Identifying a commercially viable market niche is more likely as a result of defining the comparator for a clinical trial through stakeholder research. This valuable exercise can help position a product with meaningful differentiators so that it is more likely to achieve adequate reimbursement and a stronger market position.
Even if an orphan drug makes it to market, payers may reject a treatment if they deem the cost-effectiveness unacceptable, or if there is limited clinical evidence or comparative efficacy for the treatment. Sponsors face increasing scrutiny and pressure to justify their pricing, underscoring the need to account for possible pricing scenarios in both their development and market access strategies. Stakeholder research can bring these considerations to the forefront earlier in development, giving sponsors time to prepare compelling communications to payers and prescribers to justify the product's value proposition.
Depending on the indication, stakeholder research usually encompasses a mix of perspectives including those from key opinion leaders, clinicians and prescribers, health economists, hospital payers, third-party payers and even health technology assessors.
As the voice of the patient, Patient Advocacy Groups are also significant stakeholders in rare disease drug development.

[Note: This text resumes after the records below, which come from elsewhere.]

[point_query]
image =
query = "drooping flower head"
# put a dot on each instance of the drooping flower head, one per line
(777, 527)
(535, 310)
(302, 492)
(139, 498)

Inclusion of this stakeholder group's perspectives helps to incorporate patient-centered health outcomes into clinical research and strengthens engagement between patients, families, caregivers and drug developers.
With the right mix and balance of stakeholders from multiple groups, valuable real-world data can be gathered to provide critical insights including:
While there is no effective standard of care with many rare diseases, stakeholders often are a source of valuable, if not critical insights into an improved understanding the disease, relevant biomarkers and clinical endpoints.
As stakeholder research helps to reveal key decision points and the development pathway, it is crucial that market access and drug development teams work together early in development. One of the key outputs of this early, joint team's efforts is the establishment and inclusion of strategic market recommendations in the clinical profile and prospective trial design. Working together with key stakeholders, sponsors can leverage real-world data to highlight the disease's burden on patients, describe the product's unique features to payers and better position the product to reach patients in need.